We included nine RCTs (1242 participants and 426 surrogate decision-makers) in this review. The meta-analysis included seven studies (876 participants). Participants' mean ages ranged from 62 to 82 years, and 53% to 100% of the studies' participants were men. All included studies took place in the US or the UK.

Only one study reported concordance between participants' preferences and end-of-life care, and it enrolled people with heart failure or renal disease. Owing to one study with small sample size, the effects of ACP on concordance between participants' preferences and end-of-life care were uncertain (risk ratio (RR) 1.19, 95% confidence interval (CI) 0.91 to 1.55; participants = 110; studies = 1; very low-quality evidence). It corresponded to an assumed risk of 625 per 1000 participants receiving usual care and a corresponding risk of 744 per 1000 (95% CI 569 to 969) for ACP. There was no evidence of a difference in quality of life between groups (standardised mean difference (SMD) 0.06, 95% CI –0.26 to 0.38; participants = 156; studies = 3; low-quality evidence). However, one study, which was not included in the meta-analysis, showed that the quality of life score improved by 14.86 points in the ACP group compared with 11.80 points in the usual care group.

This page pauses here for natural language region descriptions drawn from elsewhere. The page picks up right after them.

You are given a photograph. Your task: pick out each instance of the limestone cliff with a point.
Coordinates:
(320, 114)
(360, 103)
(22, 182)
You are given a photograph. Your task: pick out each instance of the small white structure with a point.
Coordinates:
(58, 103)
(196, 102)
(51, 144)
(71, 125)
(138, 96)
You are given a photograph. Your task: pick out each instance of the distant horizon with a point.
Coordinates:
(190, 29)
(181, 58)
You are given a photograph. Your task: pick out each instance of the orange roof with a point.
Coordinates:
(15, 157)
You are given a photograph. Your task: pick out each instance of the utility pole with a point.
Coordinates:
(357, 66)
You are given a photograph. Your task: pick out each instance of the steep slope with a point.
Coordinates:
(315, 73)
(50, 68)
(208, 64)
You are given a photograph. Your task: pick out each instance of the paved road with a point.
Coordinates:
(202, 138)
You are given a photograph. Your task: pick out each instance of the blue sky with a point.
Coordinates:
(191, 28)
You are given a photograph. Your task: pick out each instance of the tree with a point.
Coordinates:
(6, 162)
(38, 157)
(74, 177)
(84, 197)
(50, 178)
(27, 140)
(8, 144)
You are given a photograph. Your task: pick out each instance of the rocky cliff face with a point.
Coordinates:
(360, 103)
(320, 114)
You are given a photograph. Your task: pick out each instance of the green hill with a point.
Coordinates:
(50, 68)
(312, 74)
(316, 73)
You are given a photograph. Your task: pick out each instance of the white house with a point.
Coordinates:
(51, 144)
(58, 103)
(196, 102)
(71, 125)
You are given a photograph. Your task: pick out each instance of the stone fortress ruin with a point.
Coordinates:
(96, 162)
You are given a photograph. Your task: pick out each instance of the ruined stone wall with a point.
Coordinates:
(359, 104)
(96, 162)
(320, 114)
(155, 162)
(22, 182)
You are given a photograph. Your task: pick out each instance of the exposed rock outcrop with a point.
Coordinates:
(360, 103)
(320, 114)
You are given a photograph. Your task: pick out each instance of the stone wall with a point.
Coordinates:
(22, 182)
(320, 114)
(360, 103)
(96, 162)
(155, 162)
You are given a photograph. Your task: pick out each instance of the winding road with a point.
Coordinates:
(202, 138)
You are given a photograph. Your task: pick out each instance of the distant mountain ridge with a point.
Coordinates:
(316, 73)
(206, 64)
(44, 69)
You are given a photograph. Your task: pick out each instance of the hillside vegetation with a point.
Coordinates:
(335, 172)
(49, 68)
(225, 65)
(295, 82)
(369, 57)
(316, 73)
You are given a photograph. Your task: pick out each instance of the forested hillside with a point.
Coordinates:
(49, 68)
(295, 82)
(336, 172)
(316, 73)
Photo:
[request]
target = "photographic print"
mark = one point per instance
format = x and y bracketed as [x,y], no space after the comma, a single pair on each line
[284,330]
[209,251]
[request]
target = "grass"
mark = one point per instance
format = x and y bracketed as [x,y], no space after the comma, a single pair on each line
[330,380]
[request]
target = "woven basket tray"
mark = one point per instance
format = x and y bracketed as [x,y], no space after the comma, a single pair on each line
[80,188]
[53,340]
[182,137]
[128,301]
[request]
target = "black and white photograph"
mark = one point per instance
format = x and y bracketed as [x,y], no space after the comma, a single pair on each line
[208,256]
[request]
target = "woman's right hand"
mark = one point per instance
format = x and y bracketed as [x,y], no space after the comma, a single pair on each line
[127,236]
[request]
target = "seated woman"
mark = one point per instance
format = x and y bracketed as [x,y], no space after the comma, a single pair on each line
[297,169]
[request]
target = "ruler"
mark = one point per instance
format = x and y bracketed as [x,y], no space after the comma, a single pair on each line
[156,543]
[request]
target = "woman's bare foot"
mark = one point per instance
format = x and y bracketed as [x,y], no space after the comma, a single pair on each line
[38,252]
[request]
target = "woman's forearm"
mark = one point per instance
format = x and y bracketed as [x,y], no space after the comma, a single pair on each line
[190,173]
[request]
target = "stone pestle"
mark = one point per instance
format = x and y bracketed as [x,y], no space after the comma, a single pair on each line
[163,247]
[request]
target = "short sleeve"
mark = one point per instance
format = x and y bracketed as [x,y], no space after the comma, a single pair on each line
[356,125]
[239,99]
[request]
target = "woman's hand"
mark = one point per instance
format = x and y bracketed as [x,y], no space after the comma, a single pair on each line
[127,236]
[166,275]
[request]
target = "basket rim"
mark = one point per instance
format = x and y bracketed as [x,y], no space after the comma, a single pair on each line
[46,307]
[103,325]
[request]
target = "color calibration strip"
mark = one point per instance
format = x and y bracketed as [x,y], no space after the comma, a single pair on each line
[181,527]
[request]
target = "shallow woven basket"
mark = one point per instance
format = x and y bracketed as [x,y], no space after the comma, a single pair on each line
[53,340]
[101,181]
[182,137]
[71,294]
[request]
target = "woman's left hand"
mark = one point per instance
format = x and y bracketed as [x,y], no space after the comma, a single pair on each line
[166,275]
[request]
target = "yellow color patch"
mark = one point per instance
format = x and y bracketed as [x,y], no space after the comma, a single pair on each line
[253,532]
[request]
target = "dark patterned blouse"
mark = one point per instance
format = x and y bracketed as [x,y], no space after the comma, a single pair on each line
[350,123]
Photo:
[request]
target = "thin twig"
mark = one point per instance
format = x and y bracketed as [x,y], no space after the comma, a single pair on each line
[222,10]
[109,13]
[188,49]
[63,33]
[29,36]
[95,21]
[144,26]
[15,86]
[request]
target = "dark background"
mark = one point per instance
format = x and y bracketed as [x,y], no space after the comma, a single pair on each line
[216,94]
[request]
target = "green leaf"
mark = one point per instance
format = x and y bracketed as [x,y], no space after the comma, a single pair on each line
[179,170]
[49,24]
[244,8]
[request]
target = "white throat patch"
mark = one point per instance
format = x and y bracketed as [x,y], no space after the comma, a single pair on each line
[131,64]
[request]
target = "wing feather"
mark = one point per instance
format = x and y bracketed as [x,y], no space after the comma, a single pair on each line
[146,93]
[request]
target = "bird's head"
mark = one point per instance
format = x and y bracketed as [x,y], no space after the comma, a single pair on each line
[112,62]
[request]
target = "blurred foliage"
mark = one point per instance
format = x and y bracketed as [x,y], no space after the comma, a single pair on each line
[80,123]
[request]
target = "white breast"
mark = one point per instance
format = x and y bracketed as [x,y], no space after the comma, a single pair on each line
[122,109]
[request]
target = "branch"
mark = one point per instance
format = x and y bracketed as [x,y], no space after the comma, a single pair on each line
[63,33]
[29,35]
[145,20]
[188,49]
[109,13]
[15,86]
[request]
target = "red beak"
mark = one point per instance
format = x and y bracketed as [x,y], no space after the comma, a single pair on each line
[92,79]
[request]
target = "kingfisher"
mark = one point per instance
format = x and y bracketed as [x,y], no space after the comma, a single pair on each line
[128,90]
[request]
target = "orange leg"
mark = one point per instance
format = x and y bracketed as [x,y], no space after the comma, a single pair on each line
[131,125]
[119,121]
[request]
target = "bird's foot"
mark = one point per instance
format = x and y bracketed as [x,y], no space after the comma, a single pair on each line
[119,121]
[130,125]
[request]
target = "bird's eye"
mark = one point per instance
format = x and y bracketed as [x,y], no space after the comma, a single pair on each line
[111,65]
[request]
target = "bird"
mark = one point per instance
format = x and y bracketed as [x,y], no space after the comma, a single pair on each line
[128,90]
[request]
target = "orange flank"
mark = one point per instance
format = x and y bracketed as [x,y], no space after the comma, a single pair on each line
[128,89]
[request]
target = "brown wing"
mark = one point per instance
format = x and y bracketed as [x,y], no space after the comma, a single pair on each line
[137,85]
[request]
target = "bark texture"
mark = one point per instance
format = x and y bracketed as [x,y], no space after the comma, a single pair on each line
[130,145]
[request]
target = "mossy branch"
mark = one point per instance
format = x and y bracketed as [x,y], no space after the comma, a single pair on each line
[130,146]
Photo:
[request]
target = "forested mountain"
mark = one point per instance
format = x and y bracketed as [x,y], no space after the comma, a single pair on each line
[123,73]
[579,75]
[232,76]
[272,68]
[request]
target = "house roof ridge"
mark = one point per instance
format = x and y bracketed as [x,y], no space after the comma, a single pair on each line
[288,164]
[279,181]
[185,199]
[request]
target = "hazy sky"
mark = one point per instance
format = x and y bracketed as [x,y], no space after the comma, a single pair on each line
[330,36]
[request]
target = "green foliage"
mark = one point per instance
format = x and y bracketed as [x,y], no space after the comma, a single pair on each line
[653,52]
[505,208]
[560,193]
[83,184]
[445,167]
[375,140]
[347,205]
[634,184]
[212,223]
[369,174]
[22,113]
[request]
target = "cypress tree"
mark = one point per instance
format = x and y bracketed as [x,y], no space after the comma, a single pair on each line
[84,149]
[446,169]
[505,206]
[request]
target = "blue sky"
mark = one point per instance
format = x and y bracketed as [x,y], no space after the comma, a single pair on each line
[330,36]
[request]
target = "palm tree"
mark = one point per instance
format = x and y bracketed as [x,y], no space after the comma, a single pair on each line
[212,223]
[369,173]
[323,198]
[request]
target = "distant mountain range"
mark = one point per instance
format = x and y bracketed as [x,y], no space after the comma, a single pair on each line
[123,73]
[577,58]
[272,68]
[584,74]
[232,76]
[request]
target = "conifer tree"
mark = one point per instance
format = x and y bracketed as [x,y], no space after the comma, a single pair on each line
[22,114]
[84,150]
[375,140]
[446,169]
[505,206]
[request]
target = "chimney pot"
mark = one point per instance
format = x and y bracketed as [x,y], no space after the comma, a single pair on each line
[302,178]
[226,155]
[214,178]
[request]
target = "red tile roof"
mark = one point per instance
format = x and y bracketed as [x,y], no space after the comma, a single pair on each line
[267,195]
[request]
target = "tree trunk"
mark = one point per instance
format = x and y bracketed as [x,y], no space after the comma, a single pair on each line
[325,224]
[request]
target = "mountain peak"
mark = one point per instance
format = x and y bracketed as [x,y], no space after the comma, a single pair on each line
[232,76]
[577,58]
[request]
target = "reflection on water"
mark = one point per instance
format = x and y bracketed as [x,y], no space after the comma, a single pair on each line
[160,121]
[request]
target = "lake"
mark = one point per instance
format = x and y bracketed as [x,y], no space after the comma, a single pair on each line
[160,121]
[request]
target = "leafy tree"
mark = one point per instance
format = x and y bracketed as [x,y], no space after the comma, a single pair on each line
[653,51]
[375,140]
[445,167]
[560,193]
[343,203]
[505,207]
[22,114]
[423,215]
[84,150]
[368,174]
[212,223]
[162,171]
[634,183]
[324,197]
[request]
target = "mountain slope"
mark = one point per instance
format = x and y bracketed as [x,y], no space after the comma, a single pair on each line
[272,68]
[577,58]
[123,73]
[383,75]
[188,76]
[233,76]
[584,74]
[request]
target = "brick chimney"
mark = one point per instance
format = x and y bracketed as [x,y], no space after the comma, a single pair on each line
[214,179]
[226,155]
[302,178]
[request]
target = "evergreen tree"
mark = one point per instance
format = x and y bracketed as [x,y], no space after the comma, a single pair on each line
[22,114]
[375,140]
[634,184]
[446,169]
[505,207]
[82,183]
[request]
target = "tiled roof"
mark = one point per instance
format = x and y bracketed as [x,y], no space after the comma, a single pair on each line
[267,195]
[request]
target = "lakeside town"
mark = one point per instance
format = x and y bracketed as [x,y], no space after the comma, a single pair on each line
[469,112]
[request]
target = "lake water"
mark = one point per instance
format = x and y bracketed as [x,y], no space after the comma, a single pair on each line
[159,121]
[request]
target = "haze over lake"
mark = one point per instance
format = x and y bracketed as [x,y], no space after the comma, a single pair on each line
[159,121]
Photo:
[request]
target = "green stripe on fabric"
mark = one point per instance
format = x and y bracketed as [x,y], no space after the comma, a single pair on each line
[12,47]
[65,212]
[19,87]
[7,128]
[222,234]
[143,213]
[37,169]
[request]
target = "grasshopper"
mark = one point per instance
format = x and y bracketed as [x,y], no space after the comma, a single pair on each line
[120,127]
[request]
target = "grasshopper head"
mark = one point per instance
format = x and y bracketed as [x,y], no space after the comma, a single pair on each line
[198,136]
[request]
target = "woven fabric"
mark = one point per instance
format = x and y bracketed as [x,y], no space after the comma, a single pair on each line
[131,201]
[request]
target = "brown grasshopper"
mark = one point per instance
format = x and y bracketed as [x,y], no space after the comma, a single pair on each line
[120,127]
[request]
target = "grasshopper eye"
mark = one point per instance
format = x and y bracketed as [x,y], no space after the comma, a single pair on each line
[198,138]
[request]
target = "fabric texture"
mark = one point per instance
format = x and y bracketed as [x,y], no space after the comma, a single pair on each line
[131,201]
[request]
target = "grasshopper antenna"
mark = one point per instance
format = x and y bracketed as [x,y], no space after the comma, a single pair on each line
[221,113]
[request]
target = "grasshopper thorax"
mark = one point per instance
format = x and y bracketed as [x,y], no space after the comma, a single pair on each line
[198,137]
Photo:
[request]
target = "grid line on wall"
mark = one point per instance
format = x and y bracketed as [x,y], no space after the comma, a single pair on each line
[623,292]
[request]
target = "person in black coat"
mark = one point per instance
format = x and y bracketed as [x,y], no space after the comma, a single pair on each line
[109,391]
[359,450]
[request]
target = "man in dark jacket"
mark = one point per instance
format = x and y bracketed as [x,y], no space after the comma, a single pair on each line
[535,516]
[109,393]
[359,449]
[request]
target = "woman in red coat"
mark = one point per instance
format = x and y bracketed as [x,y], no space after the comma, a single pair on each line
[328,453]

Completion of documentation by medical staff regarding discussions with participants about ACP processes may have increased (RR 1.68. 95% CI 1.23 to 2.29; participants = 92; studies = 2; low-quality evidence). This corresponded to an assumed risk of 489 per 1000 participants with usual care and a corresponding risk of 822 per 1000 (95% CI 602 to 1000) for ACP. One study, which was not included in the meta-analysis, also showed that ACP helped to improve documentation of the ACP process (hazard ratio (HR) 2.87, 95% CI 1.09 to 7.59; participants = 232).

Three studies reported that implementation of ACP led to an improvement of participants' depression (SMD –0.58, 95% CI –0.82 to –0.34; participants = 278; studies = 3; low-quality evidence). We were uncertain about the effects of ACP on the quality of communication when compared to the usual care group (MD –0.40, 95% CI –1.61 to 0.81; participants = 9; studies = 1; very low-quality evidence). We also noted an increase in all-cause mortality in the ACP group (RR 1.32, 95% CI 1.04 to 1.67; participants = 795; studies = 5).

The studies did not report participants' satisfaction with care/treatment and caregivers' satisfaction with care/treatment.